Ireland will decide on Tuesday (11 July) whether to join the European Union’s Operation Sophia, a naval mission aimed at fighting human smuggling and trafficking in the Mediterranean.
Ireland has to date only participated in rescue operations in the Mediterranean as part of a bilateral deal with the Italian government.
RTÉ reported that the Irish Department of Defence will ask the cabinet to approve its proposal in favour of joining the UN-mandated naval mission on Tuesday.
In order to join Operation Sophia, set up in 2015, Ireland will also have to get the green light from its parliament and the UN itself.
The government hopes to put the plan to the parliament on Wednesday morning, meaning Dublin would only have to wait on UN approval to join the mission.

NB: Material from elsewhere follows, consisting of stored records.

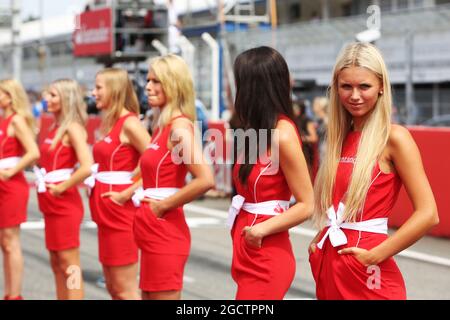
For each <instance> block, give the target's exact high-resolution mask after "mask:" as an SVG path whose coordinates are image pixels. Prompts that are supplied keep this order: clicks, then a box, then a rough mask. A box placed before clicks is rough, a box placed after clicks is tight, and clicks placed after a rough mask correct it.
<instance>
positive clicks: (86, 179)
mask: <svg viewBox="0 0 450 320" xmlns="http://www.w3.org/2000/svg"><path fill="white" fill-rule="evenodd" d="M98 167H99V165H98V163H96V164H94V165H92V167H91V175H90V176H89V177H87V178H86V179H85V180H84V184H85V185H86V186H88V188H89V191H90V190H92V188H94V186H95V182H96V181H100V182H101V183H104V184H113V185H122V184H133V172H130V171H101V172H98Z"/></svg>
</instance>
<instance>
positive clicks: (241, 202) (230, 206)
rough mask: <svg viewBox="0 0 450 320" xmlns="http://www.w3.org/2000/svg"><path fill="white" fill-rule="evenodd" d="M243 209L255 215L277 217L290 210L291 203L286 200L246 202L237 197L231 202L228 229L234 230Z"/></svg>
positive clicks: (273, 200)
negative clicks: (257, 214) (289, 205)
mask: <svg viewBox="0 0 450 320" xmlns="http://www.w3.org/2000/svg"><path fill="white" fill-rule="evenodd" d="M241 209H243V210H245V211H247V212H249V213H253V214H262V215H268V216H277V215H279V214H281V213H283V212H285V211H286V210H288V209H289V201H286V200H271V201H264V202H257V203H250V202H245V198H244V197H243V196H241V195H239V194H238V195H236V196H234V197H233V199H232V201H231V206H230V209H229V210H228V220H227V225H228V227H230V229H231V228H233V225H234V221H235V220H236V217H237V215H238V214H239V211H241Z"/></svg>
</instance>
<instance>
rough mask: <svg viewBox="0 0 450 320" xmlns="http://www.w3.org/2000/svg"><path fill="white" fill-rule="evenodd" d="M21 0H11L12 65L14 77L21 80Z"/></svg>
mask: <svg viewBox="0 0 450 320" xmlns="http://www.w3.org/2000/svg"><path fill="white" fill-rule="evenodd" d="M20 6H21V1H20V0H11V11H12V12H11V13H12V28H11V33H12V37H11V39H12V47H13V54H12V66H13V77H14V79H17V80H20V79H21V74H22V45H21V43H20V29H21V26H22V19H21V17H20Z"/></svg>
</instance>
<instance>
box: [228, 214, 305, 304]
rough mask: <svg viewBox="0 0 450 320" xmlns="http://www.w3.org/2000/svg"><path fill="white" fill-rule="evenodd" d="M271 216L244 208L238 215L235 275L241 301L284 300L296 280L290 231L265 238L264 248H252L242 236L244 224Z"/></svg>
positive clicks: (233, 263)
mask: <svg viewBox="0 0 450 320" xmlns="http://www.w3.org/2000/svg"><path fill="white" fill-rule="evenodd" d="M270 218H272V217H271V216H267V215H257V216H256V215H254V214H250V213H247V212H245V211H243V210H241V212H240V213H239V215H238V216H237V218H236V221H235V224H234V227H233V229H232V231H231V236H232V239H233V261H232V266H231V275H232V277H233V279H234V281H235V282H236V283H237V286H238V290H237V294H236V299H237V300H282V299H283V298H284V296H285V295H286V293H287V291H288V290H289V288H290V286H291V284H292V281H293V280H294V277H295V268H296V263H295V257H294V254H293V252H292V246H291V242H290V240H289V233H288V232H287V231H285V232H280V233H277V234H273V235H270V236H267V237H265V238H264V239H263V242H262V247H261V248H255V247H252V246H251V245H250V244H248V243H247V242H246V240H245V237H244V235H242V229H243V228H244V227H246V226H251V225H254V224H258V223H260V222H263V221H265V220H267V219H270Z"/></svg>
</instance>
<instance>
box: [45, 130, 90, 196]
mask: <svg viewBox="0 0 450 320" xmlns="http://www.w3.org/2000/svg"><path fill="white" fill-rule="evenodd" d="M67 135H68V137H69V142H70V145H71V146H72V147H73V148H74V150H75V153H76V155H77V159H78V162H79V164H80V166H79V168H78V169H77V170H76V171H75V172H74V173H73V174H72V176H71V177H70V179H69V180H66V181H64V182H62V183H60V184H58V185H51V184H50V185H47V187H48V188H49V189H50V193H52V194H53V195H59V194H61V193H63V192H64V191H66V190H67V189H70V188H72V187H73V186H76V185H78V184H79V183H81V182H82V181H83V180H84V179H86V178H87V177H88V176H89V175H90V174H91V166H92V163H93V160H92V156H91V153H90V151H89V147H88V144H87V132H86V129H85V128H84V127H82V126H81V125H80V124H79V123H72V124H71V125H70V126H69V128H68V129H67Z"/></svg>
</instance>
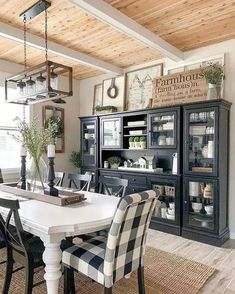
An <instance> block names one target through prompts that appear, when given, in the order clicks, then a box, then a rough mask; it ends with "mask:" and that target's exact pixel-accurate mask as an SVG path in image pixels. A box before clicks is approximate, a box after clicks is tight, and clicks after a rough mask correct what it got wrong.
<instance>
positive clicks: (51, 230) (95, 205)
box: [0, 192, 120, 235]
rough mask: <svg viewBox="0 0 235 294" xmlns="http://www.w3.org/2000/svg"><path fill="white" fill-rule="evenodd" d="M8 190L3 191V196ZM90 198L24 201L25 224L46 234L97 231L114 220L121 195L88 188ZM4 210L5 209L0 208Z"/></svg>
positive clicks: (23, 214)
mask: <svg viewBox="0 0 235 294" xmlns="http://www.w3.org/2000/svg"><path fill="white" fill-rule="evenodd" d="M6 194H7V193H5V192H0V197H4V195H6ZM84 194H85V197H86V198H87V200H85V201H83V202H81V203H78V204H73V205H70V206H56V205H52V204H49V203H46V202H41V201H37V200H27V201H21V202H20V210H19V214H20V217H21V221H22V224H23V226H24V227H25V226H26V229H27V227H28V226H29V227H33V228H34V229H37V230H39V231H41V232H42V233H46V234H49V235H50V234H55V233H62V232H66V234H67V235H71V234H75V233H76V234H83V233H88V232H92V231H97V230H98V229H100V228H103V227H106V226H107V225H109V224H110V223H111V220H112V218H113V215H114V212H115V210H116V207H117V204H118V202H119V200H120V199H119V198H117V197H113V196H106V195H103V194H98V193H92V192H84ZM0 210H1V211H2V212H4V209H2V208H0Z"/></svg>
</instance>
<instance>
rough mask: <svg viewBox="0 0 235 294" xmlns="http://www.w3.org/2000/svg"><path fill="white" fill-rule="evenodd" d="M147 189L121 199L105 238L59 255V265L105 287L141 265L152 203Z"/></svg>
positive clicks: (98, 239)
mask: <svg viewBox="0 0 235 294" xmlns="http://www.w3.org/2000/svg"><path fill="white" fill-rule="evenodd" d="M156 200H157V197H156V192H154V191H152V190H150V191H146V192H141V193H136V194H132V195H129V196H125V197H123V198H122V199H121V200H120V202H119V204H118V207H117V210H116V212H115V215H114V218H113V221H112V224H111V227H110V230H109V234H108V237H107V238H105V237H101V236H99V237H95V238H92V239H90V240H88V241H86V242H84V243H82V244H79V245H74V246H72V247H70V248H68V249H66V250H65V251H64V252H63V259H62V260H63V264H64V265H65V266H67V267H70V268H72V269H74V270H77V271H79V272H81V273H83V274H85V275H86V276H89V277H90V278H92V279H93V280H95V281H97V282H99V283H100V284H102V285H104V286H105V287H108V288H109V287H111V286H112V285H113V284H114V283H115V282H116V281H118V280H120V279H121V278H123V277H124V276H126V275H127V274H129V273H131V272H133V271H135V270H136V269H137V268H138V267H139V265H140V263H143V255H144V249H145V241H146V233H147V229H148V226H149V222H150V219H151V216H152V213H153V210H154V207H155V204H156Z"/></svg>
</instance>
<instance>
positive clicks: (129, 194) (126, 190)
mask: <svg viewBox="0 0 235 294" xmlns="http://www.w3.org/2000/svg"><path fill="white" fill-rule="evenodd" d="M147 190H148V188H147V187H137V186H128V187H127V188H126V195H130V194H133V193H138V192H143V191H147Z"/></svg>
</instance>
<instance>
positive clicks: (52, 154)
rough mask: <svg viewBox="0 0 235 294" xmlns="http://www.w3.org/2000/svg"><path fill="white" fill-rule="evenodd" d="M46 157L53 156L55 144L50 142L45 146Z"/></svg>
mask: <svg viewBox="0 0 235 294" xmlns="http://www.w3.org/2000/svg"><path fill="white" fill-rule="evenodd" d="M47 157H55V145H53V144H50V145H48V146H47Z"/></svg>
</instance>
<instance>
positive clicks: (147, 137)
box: [81, 100, 231, 245]
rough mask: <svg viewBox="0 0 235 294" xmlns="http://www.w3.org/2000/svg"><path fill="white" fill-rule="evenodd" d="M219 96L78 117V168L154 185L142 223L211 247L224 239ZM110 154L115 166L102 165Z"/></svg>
mask: <svg viewBox="0 0 235 294" xmlns="http://www.w3.org/2000/svg"><path fill="white" fill-rule="evenodd" d="M230 106H231V104H230V103H229V102H227V101H225V100H213V101H203V102H195V103H190V104H185V105H176V106H169V107H161V108H155V109H145V110H138V111H126V112H122V113H115V114H110V115H109V114H107V115H100V116H91V117H84V118H81V156H82V171H83V172H85V171H92V172H93V173H94V184H93V188H94V190H96V191H98V176H99V175H106V176H110V177H119V178H125V179H128V183H129V184H128V187H127V190H126V193H127V194H131V193H135V192H141V191H145V190H148V189H153V190H158V191H160V196H159V199H158V201H157V205H156V208H155V211H154V213H153V217H152V220H151V224H150V227H151V228H153V229H157V230H161V231H164V232H168V233H172V234H176V235H182V236H184V237H187V238H190V239H194V240H198V241H202V242H205V243H209V244H213V245H221V244H222V243H223V242H224V241H225V240H227V239H228V237H229V230H228V154H229V150H228V149H229V109H230ZM111 156H118V157H120V158H121V164H120V166H119V167H118V168H115V169H114V168H111V166H110V165H109V166H108V167H107V161H108V158H109V157H111Z"/></svg>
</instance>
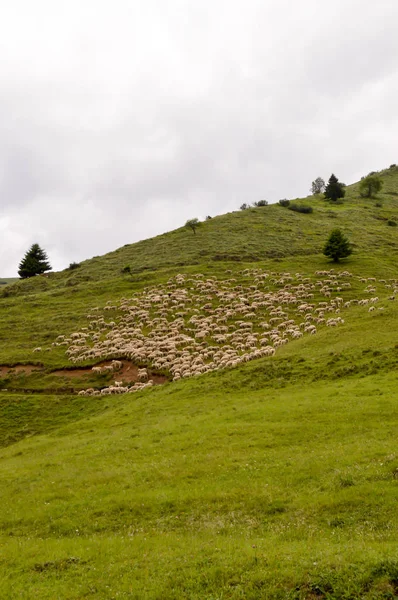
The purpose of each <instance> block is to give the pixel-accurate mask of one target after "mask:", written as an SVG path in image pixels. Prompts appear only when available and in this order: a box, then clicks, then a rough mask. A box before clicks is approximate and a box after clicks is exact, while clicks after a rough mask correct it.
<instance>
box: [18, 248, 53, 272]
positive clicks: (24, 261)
mask: <svg viewBox="0 0 398 600" xmlns="http://www.w3.org/2000/svg"><path fill="white" fill-rule="evenodd" d="M50 269H51V265H50V263H49V262H48V256H47V254H46V253H45V252H44V250H42V249H41V248H40V246H39V244H33V245H32V246H31V247H30V248H29V250H28V251H27V252H26V254H25V256H24V257H23V259H22V260H21V262H20V263H19V267H18V275H19V276H20V278H21V279H27V278H28V277H33V276H34V275H41V274H42V273H44V272H45V271H49V270H50Z"/></svg>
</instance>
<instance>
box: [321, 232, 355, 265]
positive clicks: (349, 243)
mask: <svg viewBox="0 0 398 600" xmlns="http://www.w3.org/2000/svg"><path fill="white" fill-rule="evenodd" d="M323 253H324V255H325V256H327V257H328V258H331V259H333V262H339V259H340V258H346V257H347V256H350V254H352V248H351V244H350V242H349V241H348V239H347V238H346V236H345V235H344V234H343V233H342V231H341V230H340V229H333V231H332V232H331V234H330V236H329V238H328V241H327V242H326V244H325V246H324V248H323Z"/></svg>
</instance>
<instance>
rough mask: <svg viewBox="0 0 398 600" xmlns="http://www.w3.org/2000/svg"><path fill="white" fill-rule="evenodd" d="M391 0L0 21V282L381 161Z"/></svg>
mask: <svg viewBox="0 0 398 600" xmlns="http://www.w3.org/2000/svg"><path fill="white" fill-rule="evenodd" d="M397 30H398V1H397V0H378V1H377V2H376V1H375V0H333V1H328V2H326V1H325V0H301V1H300V2H297V1H296V0H112V1H111V0H35V1H34V2H32V0H12V2H11V1H9V2H2V3H1V7H0V132H1V135H0V190H1V196H0V202H1V204H0V276H2V277H13V276H16V275H17V269H18V263H19V262H20V260H21V258H22V257H23V255H24V253H25V252H26V250H27V249H28V248H29V246H30V245H31V244H32V243H34V242H37V243H39V244H40V245H41V246H42V247H43V248H44V249H45V250H46V251H47V253H48V255H49V258H50V262H51V263H52V265H53V268H54V270H60V269H63V268H65V267H67V266H68V265H69V263H71V262H73V261H76V262H79V261H81V260H84V259H86V258H90V257H92V256H95V255H100V254H104V253H105V252H108V251H111V250H114V249H116V248H118V247H120V246H122V245H124V244H128V243H132V242H135V241H138V240H140V239H144V238H147V237H151V236H153V235H158V234H160V233H163V232H165V231H169V230H170V229H174V228H176V227H180V226H181V225H183V224H184V223H185V221H186V220H187V219H188V218H192V217H199V218H204V217H205V216H206V215H212V216H214V215H217V214H222V213H225V212H230V211H232V210H236V209H238V208H239V206H240V205H241V204H242V203H243V202H247V203H252V202H254V201H256V200H261V199H267V200H268V201H269V202H275V201H277V200H279V199H280V198H292V197H297V196H306V195H307V194H308V193H309V188H310V185H311V181H312V180H313V179H315V178H316V177H317V176H321V177H323V178H324V179H328V178H329V176H330V174H331V173H332V172H334V173H335V174H336V175H337V177H338V178H339V179H340V180H342V181H344V182H345V183H347V184H348V183H352V182H354V181H356V180H358V179H359V178H360V177H361V176H362V175H365V174H367V173H368V172H369V171H371V170H379V169H382V168H385V167H388V166H389V165H390V164H391V163H398V149H397V137H398V111H397V106H398V35H397Z"/></svg>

It represents a change in policy for Ireland, after Defence Minister Paul Kehoe told parliament in December that there was no intention to join the eight-EU-member-state-strong naval operation.
The Irish navy’s work in the Mediterranean has so far been limited to participating in rescue missions, within the mandate of Operation Pontus.
Over the course of two years, Irish forces have saved almost 16,000 migrants, many of whom had tried to make the often-lethal sea voyage in basic inflatable dinghies and unseaworthy craft.
If Ireland secures the approvals it needs to join Operation Sophia, its vessels will operate within the broader mandate of tackling people smuggling and trafficking.
Operation Sophia is currently in phase 2, having been authorised to stop and search suspicious vessels, in line with international law.
If needed, a European Council decision and a fresh UN mandate would invoke phase 3, which would involve a more aggressive stance against criminals, including possible action on Libyan soil itself.